Тешата лязгнул зубами и пробился вперёд.
– Кадык перекуси проваленному! Хрясни его по харе богопротивной!
При каждом удачном ударе он подпрыгивал высоко, хлопал исступлённо в ладоши и пугал окружающих похрюкивающим хохотком обезумевшего человека.
– Кадык проваленному!
Из-под изодранных красных рубах бойцов проглядывали окровавленные клочья мяса. На изуродованных лицах страшною чёрною маскою запеклись сгустки крови.
Беляница вдруг зашатался и, вскрикнув, выплюнул сквозь раздувшиеся пузырями губы два зуба.
Шестак уловил мгновение и пригнулся, готовый нанести противнику решительный удар.
Ряполовский схватился за голову. Окольничий подошёл к нему и с таинственной улыбкой что-то шепнул.
Но князь, начинавший терять веру, обдал его едкой слюной.

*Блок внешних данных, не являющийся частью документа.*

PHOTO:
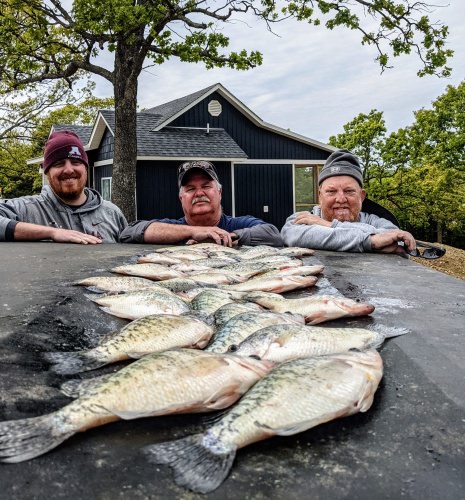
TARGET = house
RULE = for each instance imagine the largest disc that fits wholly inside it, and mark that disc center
(265, 171)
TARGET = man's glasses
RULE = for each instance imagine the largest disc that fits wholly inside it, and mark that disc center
(427, 251)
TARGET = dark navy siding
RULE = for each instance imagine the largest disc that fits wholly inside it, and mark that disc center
(255, 141)
(157, 189)
(107, 147)
(262, 185)
(99, 173)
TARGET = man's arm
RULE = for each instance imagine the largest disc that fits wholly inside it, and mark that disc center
(321, 236)
(162, 232)
(13, 229)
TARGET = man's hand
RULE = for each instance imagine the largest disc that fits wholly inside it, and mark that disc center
(308, 219)
(388, 241)
(71, 236)
(213, 234)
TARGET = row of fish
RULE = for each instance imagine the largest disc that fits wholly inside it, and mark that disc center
(208, 327)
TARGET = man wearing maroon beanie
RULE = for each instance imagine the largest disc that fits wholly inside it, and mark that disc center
(66, 210)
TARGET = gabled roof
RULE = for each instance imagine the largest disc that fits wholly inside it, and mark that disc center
(168, 112)
(186, 142)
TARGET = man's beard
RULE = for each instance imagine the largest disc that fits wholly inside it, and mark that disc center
(68, 194)
(200, 199)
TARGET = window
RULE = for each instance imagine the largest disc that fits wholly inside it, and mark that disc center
(106, 188)
(306, 187)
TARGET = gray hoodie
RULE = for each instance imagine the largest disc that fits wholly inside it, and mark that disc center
(341, 236)
(97, 216)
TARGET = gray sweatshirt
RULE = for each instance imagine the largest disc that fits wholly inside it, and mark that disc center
(341, 236)
(97, 216)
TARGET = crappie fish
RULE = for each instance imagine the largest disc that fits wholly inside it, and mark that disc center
(259, 251)
(274, 284)
(296, 252)
(296, 271)
(224, 313)
(282, 343)
(176, 381)
(315, 309)
(183, 284)
(209, 300)
(292, 398)
(135, 305)
(211, 277)
(159, 258)
(155, 272)
(242, 325)
(203, 264)
(153, 333)
(116, 284)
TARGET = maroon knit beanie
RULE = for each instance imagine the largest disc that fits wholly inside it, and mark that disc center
(61, 145)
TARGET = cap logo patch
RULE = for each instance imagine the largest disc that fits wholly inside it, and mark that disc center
(74, 152)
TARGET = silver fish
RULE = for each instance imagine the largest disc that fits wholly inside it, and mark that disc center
(156, 272)
(259, 251)
(135, 305)
(274, 284)
(315, 309)
(176, 381)
(282, 343)
(159, 258)
(209, 300)
(224, 313)
(242, 325)
(153, 333)
(204, 264)
(296, 271)
(116, 284)
(183, 284)
(292, 398)
(296, 252)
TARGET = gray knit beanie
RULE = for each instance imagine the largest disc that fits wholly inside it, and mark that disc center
(342, 162)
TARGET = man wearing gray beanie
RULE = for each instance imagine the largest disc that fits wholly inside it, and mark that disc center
(66, 211)
(342, 225)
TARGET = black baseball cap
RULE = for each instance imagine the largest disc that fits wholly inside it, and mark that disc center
(187, 166)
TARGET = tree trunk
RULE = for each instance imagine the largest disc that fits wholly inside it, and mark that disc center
(439, 232)
(125, 154)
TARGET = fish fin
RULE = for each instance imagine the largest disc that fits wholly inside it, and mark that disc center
(69, 363)
(195, 466)
(118, 314)
(77, 387)
(223, 398)
(27, 438)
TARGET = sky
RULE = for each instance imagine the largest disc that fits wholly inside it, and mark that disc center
(313, 81)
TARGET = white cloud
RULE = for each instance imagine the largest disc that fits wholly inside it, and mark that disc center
(312, 80)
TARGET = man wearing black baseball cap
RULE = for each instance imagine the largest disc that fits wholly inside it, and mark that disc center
(342, 225)
(66, 211)
(204, 220)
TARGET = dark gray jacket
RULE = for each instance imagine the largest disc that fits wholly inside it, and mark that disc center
(97, 216)
(341, 236)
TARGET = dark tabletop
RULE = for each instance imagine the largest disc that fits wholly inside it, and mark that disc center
(410, 444)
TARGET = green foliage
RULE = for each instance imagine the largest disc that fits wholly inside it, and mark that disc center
(418, 172)
(59, 41)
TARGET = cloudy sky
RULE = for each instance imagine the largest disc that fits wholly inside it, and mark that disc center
(312, 80)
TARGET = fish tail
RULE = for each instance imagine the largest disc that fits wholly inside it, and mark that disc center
(69, 363)
(197, 467)
(30, 437)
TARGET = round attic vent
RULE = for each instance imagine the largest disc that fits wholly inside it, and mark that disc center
(214, 108)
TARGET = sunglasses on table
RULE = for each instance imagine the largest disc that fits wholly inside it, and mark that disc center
(427, 251)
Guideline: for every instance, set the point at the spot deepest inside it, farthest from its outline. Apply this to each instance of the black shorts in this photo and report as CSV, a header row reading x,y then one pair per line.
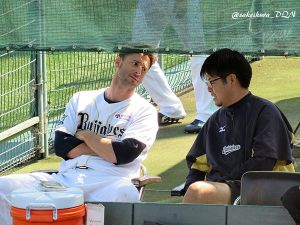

– Да эдак Шестак Беляницу моего одолеет! Да кат вас всех побери, неужто мой мшел мене Тешатинского?!
Дьяк испуганно подвинулся к боярину.
– Не велегласно, господарь, – негоже. – И с твёрдой уверенностью: – Не печалься, боярин. Всё по чести идёт. А знаменье покажу – Шестак абие ниц упадёт.
Бойцы катались по земле, тянулись ногтями в глаза, тыкались пальцами в зубы, стремясь разодрать друг другу челюсти. Толпа выла и рокотала, каждым суставом своим подражая движениям бойцов. Казалось, стоило подать сигнал, и все эти возбуждённые до последних пределов люди ринутся и на бойцов, и на господарей, не пощадят ни чужих, ни своих.
Симеон потерял остатки терпения. Он отчётливо видел, что Беляница с каждым мгновением задыхается.
– Знаменье! – властно запрыгали мясистые губы его. – Знаменье! Каты!
Дьяк торопливо сбежал с помоста и, вырвав из рук стрельца вёдро с водою, облил бойцов.
– Остудитесь, угомон вас возьми! – улыбнулся он, отступая.
Беляница вскочил неожиданно и ударил противника ногой под живот.
Шестак заревел, заметался по кругу и пал на колени.
– Виноват, казни, князь-боярин! – взмолился он, протягивая окровавленные руки в сторону Ряполовского.
Тешата со стоном рухнул наземь. Симеон ликующе сошёл с помоста.
– Одеть его в железы! – приказал окольничий, ткнув плетью в Тешату.
Под бурный смех хозяина и гостей сына боярского – уволокли в подвал.
Князь на радостях шлёпнул ладонью тиуна по голове.
– Готовь пир пировать да кликни в трапезную боярыню с дочкой.